I've personally found it very useful when hacking scripts together which utilize the aws cli. Because the result its queries are json, the two make a great team.4
Jq does one small job, filter and transform json. Toward this end, it's been extremely
helpful for putting together small bash scripts without having to reach for something
heavier like python and the json
module. It falls into the category of: if you need it,
you'll know.
Footnotes:
This example uses the update assignment operator |= which runs its input through the filter
on the right, and returns the updated result.

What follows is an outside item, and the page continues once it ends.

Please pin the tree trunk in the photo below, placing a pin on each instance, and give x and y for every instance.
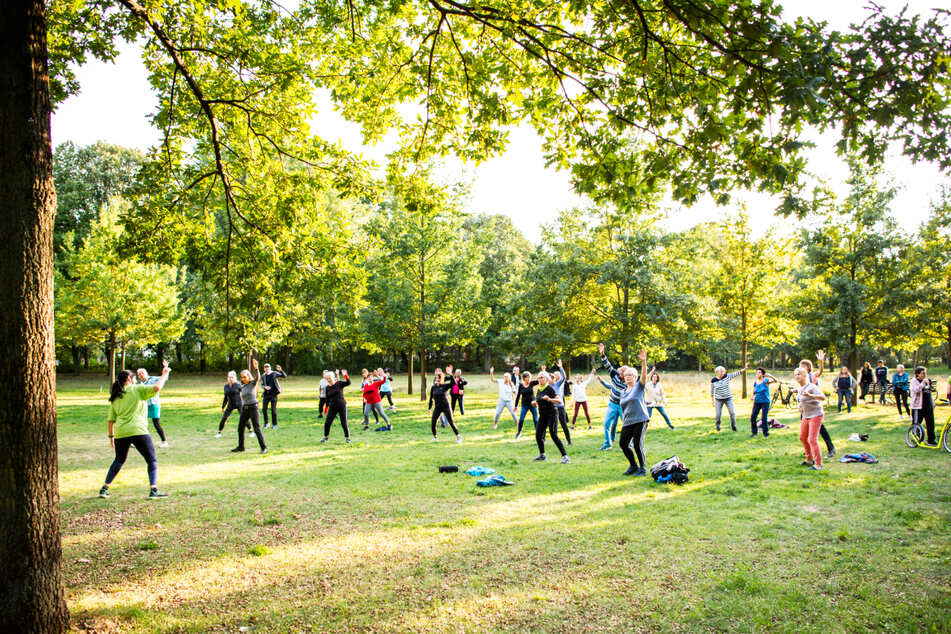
(31, 590)
(75, 351)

This differs from plain assignment, =, which overwrites
its input with the result of the expression on the right. This is important in this case since I
still wanted all the instances, not just those selected by the startswith
filter.
The AWS cli supports the --query
flag, which accepts a json query syntax similar
to, but not quite exactly compatible with jq called jmespath. This could be a great
option for you, but I am already familiar with jq and didn't want to learn another json
query syntax, so I just pipe the results of my aws calls to jq.